Tokyo shares closed 0.55 percent higher Tuesday after China released data showing the world's number two economy grew last year in line with expectations. Official figures showed GDP growth came in at 6.9 percent last year, its weakest rate for a quarter of a century and below the 7.3 percent of 2014. However, the figures broadly met the government's forecast of "around seven percent", while exactly matching the prediction of an AFP survey, and helped lift investor sentiment.
"Beijing will be anxious to ensure growth momentum does not slow excessively," Bernard Aw, a Singapore-based strategist at IG Asia, told Bloomberg News. "More stimulus might be in the works in the first half of 2016." Tokyo's benchmark Nikkei 225 index eked out a 92.80 point gain to close at 17,048.37, reversing earlier losses. The broader Topix index of all first-section shares ticked up 0.18 percent, or 2.48 points, to 1,390.41.
The dollar rose against the Japanese currency after investors cautiously moved into riskier assets. The greenback gained to 117.79 yen from 117.33 yen late Monday in London. US markets were closed Monday for Martin Luther King Day. A weaker yen boosts the overseas profitability of Japan's exporters and tends to increase demand for their shares.

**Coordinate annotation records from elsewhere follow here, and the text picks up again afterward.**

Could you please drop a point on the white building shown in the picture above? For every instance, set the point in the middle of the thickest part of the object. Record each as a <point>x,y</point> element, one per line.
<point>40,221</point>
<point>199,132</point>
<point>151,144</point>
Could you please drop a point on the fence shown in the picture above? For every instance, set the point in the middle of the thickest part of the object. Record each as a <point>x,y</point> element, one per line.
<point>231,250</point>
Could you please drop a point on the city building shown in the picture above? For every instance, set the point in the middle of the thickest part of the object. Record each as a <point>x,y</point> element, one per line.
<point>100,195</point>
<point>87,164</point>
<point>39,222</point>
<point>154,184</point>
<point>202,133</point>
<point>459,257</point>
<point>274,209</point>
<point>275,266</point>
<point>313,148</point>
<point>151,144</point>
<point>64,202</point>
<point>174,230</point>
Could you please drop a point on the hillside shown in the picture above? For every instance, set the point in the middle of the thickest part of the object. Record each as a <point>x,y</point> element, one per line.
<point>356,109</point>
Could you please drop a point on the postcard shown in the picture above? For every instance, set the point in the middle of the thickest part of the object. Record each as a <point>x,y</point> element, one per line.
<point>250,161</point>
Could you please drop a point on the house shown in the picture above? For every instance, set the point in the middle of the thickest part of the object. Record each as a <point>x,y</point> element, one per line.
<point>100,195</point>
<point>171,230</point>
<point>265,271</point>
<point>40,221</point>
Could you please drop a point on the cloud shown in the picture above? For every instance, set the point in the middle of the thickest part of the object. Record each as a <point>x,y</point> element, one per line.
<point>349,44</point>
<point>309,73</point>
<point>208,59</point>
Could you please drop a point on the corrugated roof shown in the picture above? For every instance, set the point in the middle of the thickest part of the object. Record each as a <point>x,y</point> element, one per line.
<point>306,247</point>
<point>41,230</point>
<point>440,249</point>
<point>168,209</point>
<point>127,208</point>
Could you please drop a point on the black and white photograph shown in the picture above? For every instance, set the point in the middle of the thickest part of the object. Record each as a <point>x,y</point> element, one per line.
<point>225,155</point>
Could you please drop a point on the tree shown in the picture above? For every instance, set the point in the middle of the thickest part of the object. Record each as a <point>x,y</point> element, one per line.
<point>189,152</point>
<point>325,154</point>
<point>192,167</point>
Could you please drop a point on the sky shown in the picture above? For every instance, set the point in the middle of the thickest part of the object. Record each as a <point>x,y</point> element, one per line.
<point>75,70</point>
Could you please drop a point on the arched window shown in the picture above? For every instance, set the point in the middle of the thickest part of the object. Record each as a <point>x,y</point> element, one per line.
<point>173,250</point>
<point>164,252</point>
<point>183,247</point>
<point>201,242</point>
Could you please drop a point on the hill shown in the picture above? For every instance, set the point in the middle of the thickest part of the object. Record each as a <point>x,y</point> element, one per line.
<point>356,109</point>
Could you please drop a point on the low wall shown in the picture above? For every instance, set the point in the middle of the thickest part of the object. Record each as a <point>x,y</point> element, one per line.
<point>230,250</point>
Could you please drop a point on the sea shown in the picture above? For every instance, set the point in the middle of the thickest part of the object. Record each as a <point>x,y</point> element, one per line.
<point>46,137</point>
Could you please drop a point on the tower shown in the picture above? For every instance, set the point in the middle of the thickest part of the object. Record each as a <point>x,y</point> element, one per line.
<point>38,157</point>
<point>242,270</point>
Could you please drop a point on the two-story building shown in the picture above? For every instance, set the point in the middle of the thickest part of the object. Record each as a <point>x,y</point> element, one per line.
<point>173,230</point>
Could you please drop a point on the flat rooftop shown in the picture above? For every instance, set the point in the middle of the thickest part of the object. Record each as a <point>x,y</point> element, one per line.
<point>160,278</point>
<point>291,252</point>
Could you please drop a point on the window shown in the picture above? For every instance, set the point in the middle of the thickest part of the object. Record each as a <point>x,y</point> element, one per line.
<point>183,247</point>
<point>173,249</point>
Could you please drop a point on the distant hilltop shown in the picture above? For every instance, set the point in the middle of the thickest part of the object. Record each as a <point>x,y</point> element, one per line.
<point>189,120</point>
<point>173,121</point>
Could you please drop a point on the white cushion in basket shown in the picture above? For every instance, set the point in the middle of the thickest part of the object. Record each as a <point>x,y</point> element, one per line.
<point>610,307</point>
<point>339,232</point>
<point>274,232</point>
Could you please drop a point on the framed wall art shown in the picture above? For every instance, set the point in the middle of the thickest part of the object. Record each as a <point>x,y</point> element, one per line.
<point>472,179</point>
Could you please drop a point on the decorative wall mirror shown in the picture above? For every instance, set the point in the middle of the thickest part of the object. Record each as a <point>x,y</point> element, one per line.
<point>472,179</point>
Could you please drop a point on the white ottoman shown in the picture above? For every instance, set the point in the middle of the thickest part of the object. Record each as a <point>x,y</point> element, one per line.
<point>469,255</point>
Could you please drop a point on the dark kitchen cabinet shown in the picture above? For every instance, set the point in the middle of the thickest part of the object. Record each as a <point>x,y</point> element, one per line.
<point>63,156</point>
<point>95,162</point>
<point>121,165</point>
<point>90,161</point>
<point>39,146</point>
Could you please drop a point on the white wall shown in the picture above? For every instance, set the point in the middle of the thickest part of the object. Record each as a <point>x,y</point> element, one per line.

In individual share trading, Nintendo advanced 9.07 percent to 15,990 yen after Bank of America and Macquarie upgraded their outlook for the video game maker. Toyota gained 0.91 percent to 6,804 yen, while Nissan advanced 1.36 percent to 1,114.5 yen. Sony rose 1.67 percent to 2,666.5 yen and Uniqlo-operator Fast Retailing, a market heavyweight, tacked on 1.33 percent to 37,220 yen. Energy-linked stocks also rose. Petroleum-explorer Inpex added 1.20 percent to 997.1 yen, while JX Holdings was up 1.02 percent at 434 yen.